The organisation of a system

Phonology is the study of how the sounds of speech are organised – in any given language and in human language generally . This includes

  • The structure of speech sounds or ‘phonemes’;
  • Their privileges of occurrence, the fact that H occurs only at the beginning of syllables the sound written as NG and the KS sound written as X occur only at the end;
  • The way they interact with one another and the syntax and morphology;
  • The components of syllables;
  • The grouping of syllables into ‘feet’, giving the rhythm or metricality of the language.

English just happens to be uncommonly complex with respect to the metricality and syllable structure, and conversely simple with respect to the sounds, their privileges of occurrence, how words are built up, as in play, plays, played, and playing, and relatively few interactions between sounds, as in

  •  R inserted between vowels (in Southern varieties) in sentences connected in sense, as in “I went to Australia R and I fed a kangaroo”, but not otherwise as in “I went to Australia. And you still owe me that money;”
  • D assimilating to a following M in good morning as GOOKB MORNING in every day speech;
  • T or D assimilating to a following R in try and dry and R assimilating to the preceding T in try by what is known as ‘coalescence’.

Bulgarian, by contrast, has over 500 forms of some verbs. There are languages spoken in the Caucasus which are even more complex. The first language learner has no guidance about what is complex and how.

In the framework here, every spoken word in every language is by a sequence of steps, assembling the different constituents of every sound. In English these include:

  • Stops, ‘voiced’ in B, D, G with the lips, tongue tip, and back of the tongue, and ‘voiceless’ in P, T, K;
  • Vowels – short in him, hem, ham, hum, hod, hood, the long vowels in he, hark, hawk, who, ‘diphthongs’ with with the tongue moving in the ‘vowel space’ in hay, high, hoy, hoe, how, the vowel known as ‘schwa’ at the beginning and end of agenda, a long equivalent in her and fur, and the combinations of a long vowel or diphthong with schwa in our, ire, coir, truer, all (significantly) written with an R;
  • One complex consonant by the release of a ‘stop’ by a complete closure of the airstream in an ‘affricate’, in chew, jew, itch, edge, church and judge;
  • Some unstressed syllabic nuclei with just a consonant in the underlying forms in little and middle;
  • Word stress with one primary stress on the left branch of the ‘foot’ in ladder, in the left branch of the rightmost foot in belladonna, and discounting one rime with a short nucleus on the right edge, as in hippopotamus.

Although, by comparison with most other languages, English has a very complex vowel system and an only averagely complex consonant system, there are far more developmental problems with respect to the latter than with respect to the former. It is worth asking why this might be so. By the research hypothesis here, even an average consonant system is intrinsically more complex than a complex vowel system.

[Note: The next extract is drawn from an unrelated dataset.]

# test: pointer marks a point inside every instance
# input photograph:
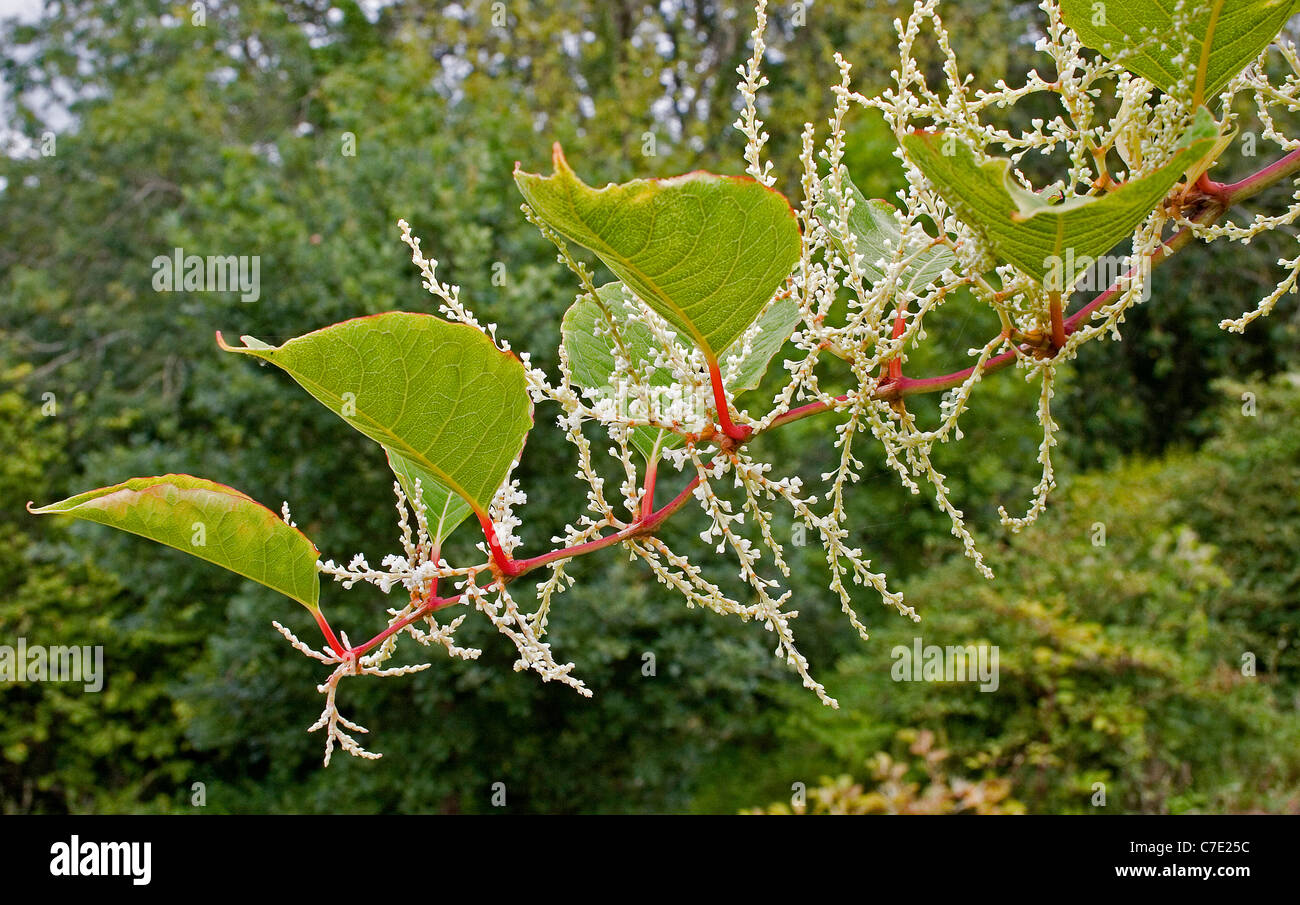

It would seem possible that this may be due to the greater complexity in the derivation of consonants from their original formation in the evolution of human speech.

A hypothesis

The complexity is reduced, and learnability is enhanced by the model developed by Nunes (2002) from the work of Archangeli (1984), Kiparsky (1995) and Paradis and Prunet (1995), by which lexical entries consist only in the most minimal information about their sound structure, making as much use as possible of ‘default rules’ to make them pronounceable. For instance in the case of the right edge sound in pats, pads, patches and Pat’s, only two ‘rules’ are needed,

A) the element or feature known as continuance in the Sound Pattern of English, getting all of the other features either by default or being ‘spread’ from the preceding element, in this case the the last sound of the root

B) Add a vowel between two adjacent instances of what are known as ‘sibillants’ – in S, Z, SH, and the rightmost element of CH and J

In the case of words lke string, glimpse, and next with three adjacent consonantal elements before and after the vowel, there is a significant commonality between S and T in the fact that both are articulated with the tongue tip. In glimpse and next, the edgemost S is attached last, initially as a single positive value of continuance, and the final T in next as an abstract consonant, pronounced as T by default rules in the course of the derivation.

By the proposal here, with only an abstract structure organised as a spine, and with no rules, this hypothesis needs to be reworked and restated.